Computer Vision Modeling of the Development of Geometric and Numerical Concepts in Humans
Zekun Wang, Sashank Varma
TL;DR
This study investigates whether computer vision models exhibit developmental alignment with human mathematical thinking as they learn from image classification. Using a standard ImageNet-trained ResNet-50, it assesses (i) the trajectory of sensitivity to geometric/topological concepts and (ii) the emergence of a human-like mental number line (MNL) through numerosity representations. Results show partial developmental alignment in GT concepts, with four classes reaching human-like improvements while three classes lag, suggesting some GT concepts may arise from perceptual learning while others require core knowledge or instruction. In numerosity, the model gradually develops distance- and ratio-based effects and a sharpening MNL-like representation, supporting the view that visual experience can yield human-like numerical structure in a learned system. Overall, the work highlights both the promise and current limits of CV models as models of developmental mathematical cognition and points to avenues for broader architectures and data to further illuminate these trajectories.
Abstract
Mathematical thinking is a fundamental aspect of human cognition. Cognitive scientists have investigated the mechanisms that underlie our ability to thinking geometrically and numerically, to take two prominent examples, and developmental scientists have documented the trajectories of these abilities over the lifespan. Prior research has shown that computer vision (CV) models trained on the unrelated task of image classification nevertheless learn latent representations of geometric and numerical concepts similar to those of adults. Building on this demonstrated cognitive alignment, the current study investigates whether CV models also show developmental alignment: whether their performance improvements across training to match the developmental progressions observed in children.

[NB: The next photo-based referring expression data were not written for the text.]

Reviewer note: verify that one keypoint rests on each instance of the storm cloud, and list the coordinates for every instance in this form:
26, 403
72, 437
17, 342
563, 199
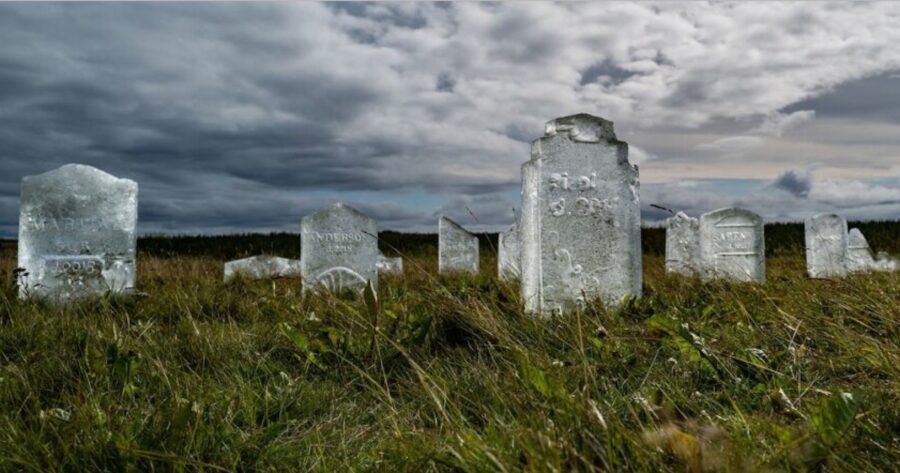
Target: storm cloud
246, 116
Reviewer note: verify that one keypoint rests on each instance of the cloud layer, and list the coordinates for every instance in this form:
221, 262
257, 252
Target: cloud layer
248, 116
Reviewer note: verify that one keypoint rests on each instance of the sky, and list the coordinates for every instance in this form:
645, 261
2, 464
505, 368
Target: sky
244, 117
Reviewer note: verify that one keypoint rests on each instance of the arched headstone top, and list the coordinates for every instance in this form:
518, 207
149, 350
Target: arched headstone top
582, 127
723, 215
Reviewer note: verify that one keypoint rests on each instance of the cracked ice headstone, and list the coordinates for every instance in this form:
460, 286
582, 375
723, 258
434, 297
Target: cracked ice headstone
389, 264
77, 233
732, 245
580, 223
509, 250
262, 267
682, 244
338, 249
826, 246
457, 248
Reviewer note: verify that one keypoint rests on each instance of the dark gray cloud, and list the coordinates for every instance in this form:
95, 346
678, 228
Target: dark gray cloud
796, 182
246, 116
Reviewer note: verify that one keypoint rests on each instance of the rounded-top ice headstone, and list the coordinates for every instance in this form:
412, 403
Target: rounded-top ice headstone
76, 233
457, 248
682, 244
580, 223
826, 246
732, 245
339, 249
859, 254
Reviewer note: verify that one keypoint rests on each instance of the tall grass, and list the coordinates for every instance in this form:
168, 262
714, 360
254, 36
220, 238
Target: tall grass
445, 373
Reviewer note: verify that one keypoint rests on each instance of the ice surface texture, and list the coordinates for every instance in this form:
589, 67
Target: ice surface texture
76, 233
457, 248
338, 249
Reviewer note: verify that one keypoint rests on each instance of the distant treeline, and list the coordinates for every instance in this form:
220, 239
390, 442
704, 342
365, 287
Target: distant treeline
782, 239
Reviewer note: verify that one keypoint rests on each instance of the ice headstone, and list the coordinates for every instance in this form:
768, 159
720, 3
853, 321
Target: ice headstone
76, 233
338, 249
262, 267
581, 221
457, 248
509, 250
859, 255
389, 264
682, 244
826, 246
732, 245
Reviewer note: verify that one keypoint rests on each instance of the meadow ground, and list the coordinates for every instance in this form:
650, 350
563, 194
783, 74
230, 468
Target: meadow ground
446, 373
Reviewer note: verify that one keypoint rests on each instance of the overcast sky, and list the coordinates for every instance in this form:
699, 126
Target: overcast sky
247, 116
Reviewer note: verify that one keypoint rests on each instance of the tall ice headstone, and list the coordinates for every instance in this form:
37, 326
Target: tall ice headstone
732, 245
508, 253
338, 249
682, 244
76, 233
826, 246
580, 223
457, 248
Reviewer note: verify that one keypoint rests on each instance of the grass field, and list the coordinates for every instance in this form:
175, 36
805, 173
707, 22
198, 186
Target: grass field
447, 374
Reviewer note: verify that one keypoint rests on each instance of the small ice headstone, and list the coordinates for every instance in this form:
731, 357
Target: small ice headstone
859, 255
732, 245
76, 233
509, 251
262, 267
390, 264
826, 246
682, 244
338, 249
581, 221
457, 248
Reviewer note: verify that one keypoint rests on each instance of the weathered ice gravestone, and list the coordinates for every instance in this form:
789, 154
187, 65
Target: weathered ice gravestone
457, 248
389, 264
859, 255
509, 251
76, 233
826, 246
338, 249
732, 245
581, 221
682, 244
262, 267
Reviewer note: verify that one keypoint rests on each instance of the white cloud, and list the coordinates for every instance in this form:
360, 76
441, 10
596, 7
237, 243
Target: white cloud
407, 97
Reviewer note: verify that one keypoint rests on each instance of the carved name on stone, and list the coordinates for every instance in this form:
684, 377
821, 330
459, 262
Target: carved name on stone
339, 249
732, 245
76, 233
580, 223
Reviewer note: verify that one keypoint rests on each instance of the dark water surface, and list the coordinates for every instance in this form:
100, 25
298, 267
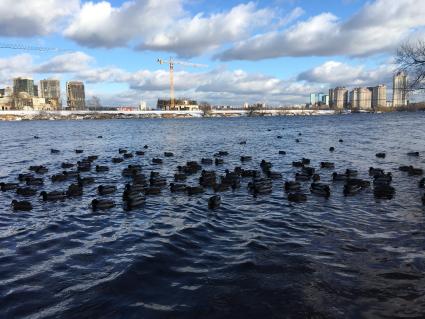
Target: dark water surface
263, 257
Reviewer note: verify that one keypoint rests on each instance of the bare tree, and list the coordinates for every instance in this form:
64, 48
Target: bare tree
411, 59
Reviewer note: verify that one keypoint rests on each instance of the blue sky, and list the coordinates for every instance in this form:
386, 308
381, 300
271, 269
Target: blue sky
275, 51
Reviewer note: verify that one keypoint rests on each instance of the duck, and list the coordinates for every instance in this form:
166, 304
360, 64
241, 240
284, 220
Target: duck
67, 165
53, 196
291, 186
194, 190
214, 202
175, 187
26, 191
297, 197
219, 161
8, 186
74, 190
180, 177
245, 158
21, 205
117, 160
134, 202
415, 154
85, 180
384, 191
100, 168
320, 189
327, 165
339, 177
375, 171
101, 204
106, 189
156, 161
34, 181
153, 190
206, 161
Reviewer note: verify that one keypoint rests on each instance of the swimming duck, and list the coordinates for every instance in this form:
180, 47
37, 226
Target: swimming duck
106, 189
175, 188
291, 186
8, 186
384, 191
134, 202
117, 160
21, 205
415, 154
219, 161
100, 204
156, 161
327, 165
194, 190
320, 189
74, 190
214, 202
297, 197
34, 181
100, 168
26, 191
67, 165
206, 161
52, 196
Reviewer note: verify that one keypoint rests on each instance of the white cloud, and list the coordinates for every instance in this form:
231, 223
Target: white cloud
378, 27
30, 18
337, 73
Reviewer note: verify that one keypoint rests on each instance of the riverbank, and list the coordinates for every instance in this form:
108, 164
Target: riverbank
108, 115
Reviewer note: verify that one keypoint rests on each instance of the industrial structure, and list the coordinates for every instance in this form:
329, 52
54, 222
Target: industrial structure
172, 105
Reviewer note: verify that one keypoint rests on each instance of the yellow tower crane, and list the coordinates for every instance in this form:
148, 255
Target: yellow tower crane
171, 64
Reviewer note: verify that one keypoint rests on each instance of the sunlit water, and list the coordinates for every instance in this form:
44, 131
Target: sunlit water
263, 257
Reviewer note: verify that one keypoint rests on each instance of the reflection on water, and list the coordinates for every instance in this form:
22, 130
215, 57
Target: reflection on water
253, 257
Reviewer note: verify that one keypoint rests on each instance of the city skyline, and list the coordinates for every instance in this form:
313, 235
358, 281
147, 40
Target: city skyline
118, 62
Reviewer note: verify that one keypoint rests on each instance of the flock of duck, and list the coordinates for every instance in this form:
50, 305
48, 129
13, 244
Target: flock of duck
138, 185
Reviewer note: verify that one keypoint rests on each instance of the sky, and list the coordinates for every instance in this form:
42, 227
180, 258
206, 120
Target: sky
272, 51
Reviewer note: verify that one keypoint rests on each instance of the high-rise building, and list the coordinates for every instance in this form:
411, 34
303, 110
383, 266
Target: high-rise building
313, 99
23, 85
340, 98
361, 99
400, 89
50, 89
379, 96
76, 97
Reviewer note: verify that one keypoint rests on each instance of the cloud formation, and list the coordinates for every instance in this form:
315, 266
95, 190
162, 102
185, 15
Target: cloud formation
378, 27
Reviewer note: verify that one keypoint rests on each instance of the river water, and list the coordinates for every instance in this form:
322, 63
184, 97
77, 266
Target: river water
342, 257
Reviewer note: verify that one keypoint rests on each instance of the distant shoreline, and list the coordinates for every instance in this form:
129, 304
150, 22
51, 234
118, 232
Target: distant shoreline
110, 115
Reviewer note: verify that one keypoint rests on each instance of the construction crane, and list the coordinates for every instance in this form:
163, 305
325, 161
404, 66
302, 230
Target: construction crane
171, 64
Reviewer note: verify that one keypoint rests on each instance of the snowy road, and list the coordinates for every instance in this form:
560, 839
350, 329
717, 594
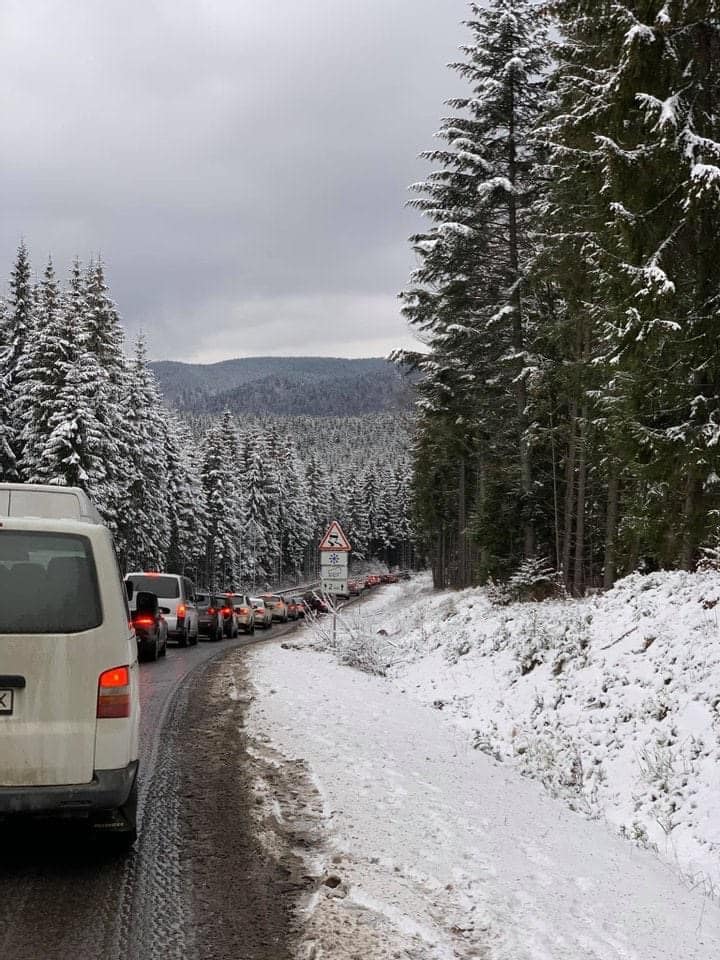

In a detailed case study of the ResNet-50 model, we show that this is the case. For the case of geometry and topology, we find developmental alignment for some classes of concepts (Euclidean Geometry, Geometrical Figures, Metric Properties, Topology) but not others (Chiral Figures, Geometric Transformations, Symmetrical Figures). For the case of number, we find developmental alignment in the emergence of a human-like ``mental number line'' representation with experience. These findings show the promise of computer vision models for understanding the development of mathematical understanding in humans. They point the way to future research exploring additional model architectures and building larger benchmarks.